1. Start Your Emergency Fund

Yes, you really do need an emergency fund. When tough times happen to good people, it helps to have a financial safety net to deal with life’s expenses. Check out How to Start an Emergency Fund on any Budget for the easy-to-follow steps.

2. Set Your Financial Goals

Setting financial goals throughout your lifetime is an important part to building a budget. Financial goals can address your immediate needs, your long term dreams, and everything in between.

Download: Financial Goals Worksheets

Everything is possible when you identify your personal financial goals and develop a plan for reaching them.

3. Track Your Medical Expenses

If you need to keep additional records on medical expenses, go ahead and download the Medical Expense Tracking Spreadsheet.

Download: Medical Expense Tracking Spreadsheet

Over the years I’ve used it to track various doctor, dentist, and physiotherapy costs, and a few non-traditional health care costs as well.

4. Your Needs List and Wants List

Just like keeping a food diary or tracking your exercise with a workout log to get physically fit, writing down your needs and wants on a list can help keep you on the right fiscal track.

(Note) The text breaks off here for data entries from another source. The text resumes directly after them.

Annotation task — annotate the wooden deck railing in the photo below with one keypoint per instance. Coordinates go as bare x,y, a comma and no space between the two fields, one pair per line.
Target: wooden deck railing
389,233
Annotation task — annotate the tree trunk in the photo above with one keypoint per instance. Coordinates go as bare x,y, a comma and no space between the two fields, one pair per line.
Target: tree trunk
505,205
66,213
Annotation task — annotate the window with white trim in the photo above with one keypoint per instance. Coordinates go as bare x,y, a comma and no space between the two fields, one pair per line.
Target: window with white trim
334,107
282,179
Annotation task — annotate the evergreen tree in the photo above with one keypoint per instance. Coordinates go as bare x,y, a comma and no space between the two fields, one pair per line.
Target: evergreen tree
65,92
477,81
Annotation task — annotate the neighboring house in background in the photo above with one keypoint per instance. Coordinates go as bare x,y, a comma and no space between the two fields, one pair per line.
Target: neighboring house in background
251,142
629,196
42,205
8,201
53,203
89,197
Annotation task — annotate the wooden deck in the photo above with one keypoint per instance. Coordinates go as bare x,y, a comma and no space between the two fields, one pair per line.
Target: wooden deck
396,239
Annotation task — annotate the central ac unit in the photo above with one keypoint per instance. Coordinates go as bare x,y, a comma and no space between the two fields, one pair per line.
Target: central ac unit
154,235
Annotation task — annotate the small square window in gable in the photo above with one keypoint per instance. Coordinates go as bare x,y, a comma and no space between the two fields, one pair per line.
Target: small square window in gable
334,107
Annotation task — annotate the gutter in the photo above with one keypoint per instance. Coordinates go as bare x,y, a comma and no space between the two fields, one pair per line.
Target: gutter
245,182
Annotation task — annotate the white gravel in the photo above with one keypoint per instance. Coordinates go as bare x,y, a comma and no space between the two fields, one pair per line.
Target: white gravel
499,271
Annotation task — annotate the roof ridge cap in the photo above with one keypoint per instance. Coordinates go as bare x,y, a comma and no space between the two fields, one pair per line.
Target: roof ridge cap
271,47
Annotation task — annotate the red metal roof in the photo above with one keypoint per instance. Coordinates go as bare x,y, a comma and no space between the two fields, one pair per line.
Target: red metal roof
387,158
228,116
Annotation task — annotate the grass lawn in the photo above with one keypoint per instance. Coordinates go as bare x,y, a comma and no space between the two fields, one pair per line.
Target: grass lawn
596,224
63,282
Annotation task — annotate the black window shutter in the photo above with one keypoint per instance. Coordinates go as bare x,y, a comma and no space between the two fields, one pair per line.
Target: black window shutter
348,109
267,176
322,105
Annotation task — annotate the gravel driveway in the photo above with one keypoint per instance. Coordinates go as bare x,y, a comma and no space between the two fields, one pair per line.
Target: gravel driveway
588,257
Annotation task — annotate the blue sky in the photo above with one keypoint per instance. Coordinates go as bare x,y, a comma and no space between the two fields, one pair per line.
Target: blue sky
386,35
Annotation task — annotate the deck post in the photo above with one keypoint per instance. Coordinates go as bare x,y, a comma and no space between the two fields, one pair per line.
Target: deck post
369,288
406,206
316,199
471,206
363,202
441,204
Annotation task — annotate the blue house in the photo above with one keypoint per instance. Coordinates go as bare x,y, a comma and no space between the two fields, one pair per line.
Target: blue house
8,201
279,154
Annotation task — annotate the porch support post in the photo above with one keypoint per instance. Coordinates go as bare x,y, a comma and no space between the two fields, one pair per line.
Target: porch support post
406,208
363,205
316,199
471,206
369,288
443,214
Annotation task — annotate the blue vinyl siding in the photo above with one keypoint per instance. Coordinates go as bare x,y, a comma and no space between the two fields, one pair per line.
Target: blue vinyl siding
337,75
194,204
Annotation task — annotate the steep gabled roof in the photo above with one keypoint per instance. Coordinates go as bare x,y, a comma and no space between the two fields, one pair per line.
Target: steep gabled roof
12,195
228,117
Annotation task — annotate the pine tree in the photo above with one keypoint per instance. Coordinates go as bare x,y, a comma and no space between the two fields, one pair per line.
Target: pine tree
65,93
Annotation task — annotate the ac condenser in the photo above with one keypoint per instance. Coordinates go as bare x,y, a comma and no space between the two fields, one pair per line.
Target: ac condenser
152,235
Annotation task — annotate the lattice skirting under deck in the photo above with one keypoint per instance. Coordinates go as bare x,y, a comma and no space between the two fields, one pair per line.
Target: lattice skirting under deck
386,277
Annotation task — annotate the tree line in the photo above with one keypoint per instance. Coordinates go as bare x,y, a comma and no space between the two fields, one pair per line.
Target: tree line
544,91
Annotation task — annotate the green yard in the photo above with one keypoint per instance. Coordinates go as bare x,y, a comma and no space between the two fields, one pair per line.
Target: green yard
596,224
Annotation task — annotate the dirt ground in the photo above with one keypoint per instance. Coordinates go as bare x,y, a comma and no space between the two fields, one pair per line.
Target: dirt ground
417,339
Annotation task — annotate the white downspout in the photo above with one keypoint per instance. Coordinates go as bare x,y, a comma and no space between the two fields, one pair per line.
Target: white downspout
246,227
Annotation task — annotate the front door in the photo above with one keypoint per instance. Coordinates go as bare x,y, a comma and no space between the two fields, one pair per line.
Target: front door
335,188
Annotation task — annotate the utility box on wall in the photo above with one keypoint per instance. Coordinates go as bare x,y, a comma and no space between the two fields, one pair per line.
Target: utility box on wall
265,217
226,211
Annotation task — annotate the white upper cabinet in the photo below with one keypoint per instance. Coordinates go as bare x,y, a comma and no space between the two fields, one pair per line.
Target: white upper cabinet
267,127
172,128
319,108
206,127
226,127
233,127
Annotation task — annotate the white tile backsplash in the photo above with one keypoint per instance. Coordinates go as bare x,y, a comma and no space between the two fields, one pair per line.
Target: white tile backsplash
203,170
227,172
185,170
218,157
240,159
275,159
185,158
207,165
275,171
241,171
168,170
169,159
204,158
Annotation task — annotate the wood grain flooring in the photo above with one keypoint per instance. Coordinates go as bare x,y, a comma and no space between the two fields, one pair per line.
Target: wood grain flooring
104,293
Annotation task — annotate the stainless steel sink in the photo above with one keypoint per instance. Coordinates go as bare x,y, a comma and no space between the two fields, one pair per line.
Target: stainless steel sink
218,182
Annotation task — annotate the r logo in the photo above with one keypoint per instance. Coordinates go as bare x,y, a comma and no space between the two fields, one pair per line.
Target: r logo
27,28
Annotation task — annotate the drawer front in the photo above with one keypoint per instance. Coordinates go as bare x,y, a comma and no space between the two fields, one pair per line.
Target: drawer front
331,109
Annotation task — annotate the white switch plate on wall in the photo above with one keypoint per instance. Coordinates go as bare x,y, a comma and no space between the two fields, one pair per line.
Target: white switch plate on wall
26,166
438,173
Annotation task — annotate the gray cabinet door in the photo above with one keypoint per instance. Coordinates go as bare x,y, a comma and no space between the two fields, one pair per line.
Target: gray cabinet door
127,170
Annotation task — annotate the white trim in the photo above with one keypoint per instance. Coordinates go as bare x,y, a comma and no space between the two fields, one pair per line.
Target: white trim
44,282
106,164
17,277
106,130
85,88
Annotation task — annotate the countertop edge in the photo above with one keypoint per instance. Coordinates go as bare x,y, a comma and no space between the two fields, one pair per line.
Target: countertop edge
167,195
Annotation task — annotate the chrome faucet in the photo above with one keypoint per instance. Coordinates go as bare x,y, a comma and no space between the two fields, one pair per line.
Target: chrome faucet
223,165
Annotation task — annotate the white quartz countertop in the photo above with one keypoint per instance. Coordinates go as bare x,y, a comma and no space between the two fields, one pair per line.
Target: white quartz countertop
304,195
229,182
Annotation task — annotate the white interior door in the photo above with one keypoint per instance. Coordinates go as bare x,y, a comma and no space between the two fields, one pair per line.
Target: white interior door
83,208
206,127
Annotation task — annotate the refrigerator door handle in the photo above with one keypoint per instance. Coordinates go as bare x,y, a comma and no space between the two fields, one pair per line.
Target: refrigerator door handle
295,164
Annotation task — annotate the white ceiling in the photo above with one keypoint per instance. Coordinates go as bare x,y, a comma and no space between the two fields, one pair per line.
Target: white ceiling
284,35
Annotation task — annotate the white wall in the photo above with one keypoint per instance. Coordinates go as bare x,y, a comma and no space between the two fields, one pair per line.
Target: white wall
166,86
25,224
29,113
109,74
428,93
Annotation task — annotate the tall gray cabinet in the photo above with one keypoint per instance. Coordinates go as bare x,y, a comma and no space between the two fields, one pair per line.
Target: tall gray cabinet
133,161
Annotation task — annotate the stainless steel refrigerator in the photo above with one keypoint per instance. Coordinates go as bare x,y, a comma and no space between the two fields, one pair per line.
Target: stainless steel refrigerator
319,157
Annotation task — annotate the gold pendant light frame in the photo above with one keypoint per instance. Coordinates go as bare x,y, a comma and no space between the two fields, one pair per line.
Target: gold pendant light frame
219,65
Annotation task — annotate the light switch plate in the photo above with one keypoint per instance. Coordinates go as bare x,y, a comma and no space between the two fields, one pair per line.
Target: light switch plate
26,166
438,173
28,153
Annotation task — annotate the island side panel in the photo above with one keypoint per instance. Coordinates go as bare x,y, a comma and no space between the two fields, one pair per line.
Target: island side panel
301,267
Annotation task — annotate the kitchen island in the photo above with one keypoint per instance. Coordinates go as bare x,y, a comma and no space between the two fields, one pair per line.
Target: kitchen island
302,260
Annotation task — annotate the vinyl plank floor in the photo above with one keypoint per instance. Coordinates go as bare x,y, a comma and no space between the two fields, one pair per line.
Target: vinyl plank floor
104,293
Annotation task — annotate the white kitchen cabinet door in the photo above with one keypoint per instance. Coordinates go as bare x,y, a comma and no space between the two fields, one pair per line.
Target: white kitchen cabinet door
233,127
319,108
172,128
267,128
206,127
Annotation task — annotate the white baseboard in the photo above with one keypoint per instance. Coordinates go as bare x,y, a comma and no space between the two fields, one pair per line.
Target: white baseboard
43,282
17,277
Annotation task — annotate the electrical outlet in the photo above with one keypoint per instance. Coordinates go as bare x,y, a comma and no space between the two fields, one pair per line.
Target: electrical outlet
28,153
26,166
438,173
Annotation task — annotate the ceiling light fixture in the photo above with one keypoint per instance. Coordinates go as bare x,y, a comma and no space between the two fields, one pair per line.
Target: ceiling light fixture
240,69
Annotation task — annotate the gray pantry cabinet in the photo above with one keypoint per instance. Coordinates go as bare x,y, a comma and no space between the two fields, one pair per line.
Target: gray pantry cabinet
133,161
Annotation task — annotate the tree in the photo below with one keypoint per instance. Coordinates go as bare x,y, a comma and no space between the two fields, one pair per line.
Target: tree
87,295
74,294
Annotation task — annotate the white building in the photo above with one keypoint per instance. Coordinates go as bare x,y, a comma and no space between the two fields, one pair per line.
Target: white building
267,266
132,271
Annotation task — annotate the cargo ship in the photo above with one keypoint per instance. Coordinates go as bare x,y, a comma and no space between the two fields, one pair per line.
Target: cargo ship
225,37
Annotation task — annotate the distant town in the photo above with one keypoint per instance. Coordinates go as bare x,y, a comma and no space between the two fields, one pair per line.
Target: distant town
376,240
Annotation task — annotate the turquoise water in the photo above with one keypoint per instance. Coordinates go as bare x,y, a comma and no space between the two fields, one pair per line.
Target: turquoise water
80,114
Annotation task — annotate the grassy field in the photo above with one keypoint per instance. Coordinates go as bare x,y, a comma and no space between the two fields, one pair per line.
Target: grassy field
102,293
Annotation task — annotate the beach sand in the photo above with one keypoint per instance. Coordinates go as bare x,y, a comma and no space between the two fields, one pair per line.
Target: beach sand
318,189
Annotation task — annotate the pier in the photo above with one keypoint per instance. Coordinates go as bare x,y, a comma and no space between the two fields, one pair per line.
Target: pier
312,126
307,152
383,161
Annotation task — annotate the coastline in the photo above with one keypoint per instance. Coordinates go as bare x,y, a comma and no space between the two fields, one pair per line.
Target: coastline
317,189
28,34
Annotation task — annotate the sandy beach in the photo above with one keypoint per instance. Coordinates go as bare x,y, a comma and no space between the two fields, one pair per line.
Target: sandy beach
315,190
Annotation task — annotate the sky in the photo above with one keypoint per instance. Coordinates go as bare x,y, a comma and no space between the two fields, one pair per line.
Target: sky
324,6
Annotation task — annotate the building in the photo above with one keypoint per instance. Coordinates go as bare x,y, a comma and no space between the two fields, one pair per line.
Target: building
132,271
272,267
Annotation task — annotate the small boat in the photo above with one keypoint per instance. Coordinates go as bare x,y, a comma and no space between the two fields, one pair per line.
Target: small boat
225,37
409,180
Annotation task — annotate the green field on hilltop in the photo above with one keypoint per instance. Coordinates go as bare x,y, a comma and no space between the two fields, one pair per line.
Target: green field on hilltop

Download: Needs List and Wants List

I’ve included these worksheets to give you pause for thought when you’ve got some extra cash and need a reason to spend it on the important things in life. There’s even one for your kids, for when you’ve got little ones looking to learn about the value of money.

5. Your Holiday Expenses

Sure, the Budget Spreadsheet has a space for the holidays, but I think a specific spreadsheet geared towards tracking holiday expenses can better help you deal with the varied costs of birthdays and your particular festival of fancy.

Download: Holiday Expense Tracking Spreadsheet

By tracking your costs during the holiday season, you will be able to get a grip on where the money is going, where you’ve spent the bucks, and when you’ve hit the end of your budget.